Charles A. Dinarello (born April 22, 1943) is a professor of medicine at the University of Colorado at Denver. He is an expert on inflammatory cytokines, specifically Interleukin 1.

== Education and career ==
Dinarello received his Doctor of Medicine in 1969 at Yale University and since 1996, he is professor of medicine at University of Colorado School of Medicine. He is also Professor of Experimental Medicine atqq3 the Radboud University Medical Center in Nijmegen, The Netherlands. Dinarello is considered one of the founding fathers of cytokines having purified and cloned interleukin-1. This important step established the validation of cytokines as mediators of disease, particularly of inflammation.
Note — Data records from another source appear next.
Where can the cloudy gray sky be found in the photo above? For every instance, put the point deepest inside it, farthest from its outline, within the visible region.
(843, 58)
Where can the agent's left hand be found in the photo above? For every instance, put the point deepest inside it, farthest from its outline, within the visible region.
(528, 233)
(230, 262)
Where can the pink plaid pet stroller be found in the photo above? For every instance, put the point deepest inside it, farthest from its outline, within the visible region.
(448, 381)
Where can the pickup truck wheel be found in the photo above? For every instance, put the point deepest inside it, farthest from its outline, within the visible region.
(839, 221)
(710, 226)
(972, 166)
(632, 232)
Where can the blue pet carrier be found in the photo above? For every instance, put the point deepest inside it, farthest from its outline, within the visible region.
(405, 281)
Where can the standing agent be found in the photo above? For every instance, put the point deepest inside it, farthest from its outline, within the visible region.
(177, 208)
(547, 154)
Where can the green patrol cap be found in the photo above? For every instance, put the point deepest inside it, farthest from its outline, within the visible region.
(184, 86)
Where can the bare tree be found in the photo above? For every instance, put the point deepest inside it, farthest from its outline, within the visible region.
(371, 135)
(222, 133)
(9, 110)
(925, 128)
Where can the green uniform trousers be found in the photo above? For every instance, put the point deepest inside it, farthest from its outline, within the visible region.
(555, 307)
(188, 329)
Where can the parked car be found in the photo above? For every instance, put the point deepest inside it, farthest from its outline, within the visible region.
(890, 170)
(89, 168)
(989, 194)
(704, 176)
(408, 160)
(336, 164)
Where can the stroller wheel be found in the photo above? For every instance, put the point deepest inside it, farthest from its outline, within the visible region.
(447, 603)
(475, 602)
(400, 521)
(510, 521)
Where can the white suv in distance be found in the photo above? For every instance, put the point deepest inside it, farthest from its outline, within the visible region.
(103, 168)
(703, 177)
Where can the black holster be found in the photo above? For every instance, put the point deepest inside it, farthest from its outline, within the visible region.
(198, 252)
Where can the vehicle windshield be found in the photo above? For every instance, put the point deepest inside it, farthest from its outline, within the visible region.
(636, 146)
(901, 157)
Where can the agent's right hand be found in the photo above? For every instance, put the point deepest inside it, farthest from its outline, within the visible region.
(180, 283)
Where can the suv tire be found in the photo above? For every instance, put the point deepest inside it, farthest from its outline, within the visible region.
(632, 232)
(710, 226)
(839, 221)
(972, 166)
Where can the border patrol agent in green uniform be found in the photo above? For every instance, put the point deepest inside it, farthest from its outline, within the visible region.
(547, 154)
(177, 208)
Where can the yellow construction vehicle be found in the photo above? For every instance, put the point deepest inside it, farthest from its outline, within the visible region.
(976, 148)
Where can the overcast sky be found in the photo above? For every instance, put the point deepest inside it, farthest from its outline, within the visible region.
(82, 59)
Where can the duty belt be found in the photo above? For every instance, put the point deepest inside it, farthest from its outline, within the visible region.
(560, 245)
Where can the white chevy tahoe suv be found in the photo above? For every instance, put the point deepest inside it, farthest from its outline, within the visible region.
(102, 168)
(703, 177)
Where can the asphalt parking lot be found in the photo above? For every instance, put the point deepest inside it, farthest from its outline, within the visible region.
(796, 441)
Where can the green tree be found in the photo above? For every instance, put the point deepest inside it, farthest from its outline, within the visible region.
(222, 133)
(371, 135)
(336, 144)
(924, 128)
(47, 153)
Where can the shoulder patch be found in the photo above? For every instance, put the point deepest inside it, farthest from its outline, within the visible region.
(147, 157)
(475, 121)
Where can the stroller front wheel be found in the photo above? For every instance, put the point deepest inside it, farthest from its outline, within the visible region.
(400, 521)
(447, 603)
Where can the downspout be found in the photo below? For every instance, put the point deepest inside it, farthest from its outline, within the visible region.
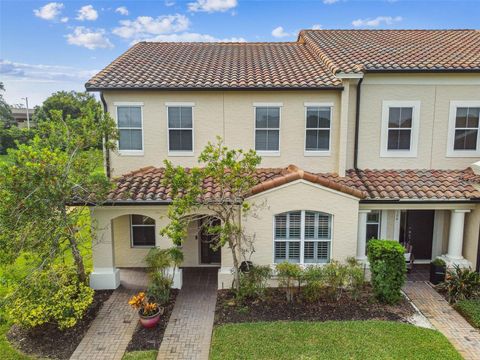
(106, 152)
(357, 123)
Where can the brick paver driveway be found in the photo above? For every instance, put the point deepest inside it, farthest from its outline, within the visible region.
(461, 334)
(189, 330)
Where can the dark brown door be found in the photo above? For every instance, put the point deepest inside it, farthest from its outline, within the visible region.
(207, 254)
(418, 231)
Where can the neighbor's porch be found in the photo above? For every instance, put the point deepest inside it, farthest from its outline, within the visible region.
(449, 231)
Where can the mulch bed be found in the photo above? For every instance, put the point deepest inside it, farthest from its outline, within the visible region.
(150, 339)
(274, 307)
(47, 341)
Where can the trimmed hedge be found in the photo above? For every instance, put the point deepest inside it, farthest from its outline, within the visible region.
(387, 266)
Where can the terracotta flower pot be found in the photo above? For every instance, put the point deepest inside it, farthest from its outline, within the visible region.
(152, 320)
Current studies blocking IL-1 in humans supports Dinarello's and his co-workers pivotal contributions to cytokine biology and the pathogenesis of inflammatory diseases.

He is fluent in English, Italian and German.

==Awards==
- 1993: Ernst Jung Prize
- 2006: Hamdan Award for Medical Research Excellence, awarded by Sheikh Hamdan bin Rashid Al Maktoum Award for Medical Sciences, Dubai, United Arab Emirates
- 2009: Crafoord Prize in Polyarthritis (together with Tadamitsu Kishimoto and Toshio Hirano) “for their pioneering work to isolate interleukins, determine their properties and explore their role in the onset of inflammatory diseases”.
- 2009: Albany Medical Center Prize (shared with Ralph M. Steinman and Bruce A. Beutler)
- 2010: Paul Ehrlich and Ludwig Darmstaedter Prize
- 2010: Novartis Prize in Clinical Immunology (together with Juerg Tschopp).
- 2011: Foreign membership of the Royal Netherlands Academy of Arts and Sciences
- 2020: Tang Prize in Biopharmaceutical Science.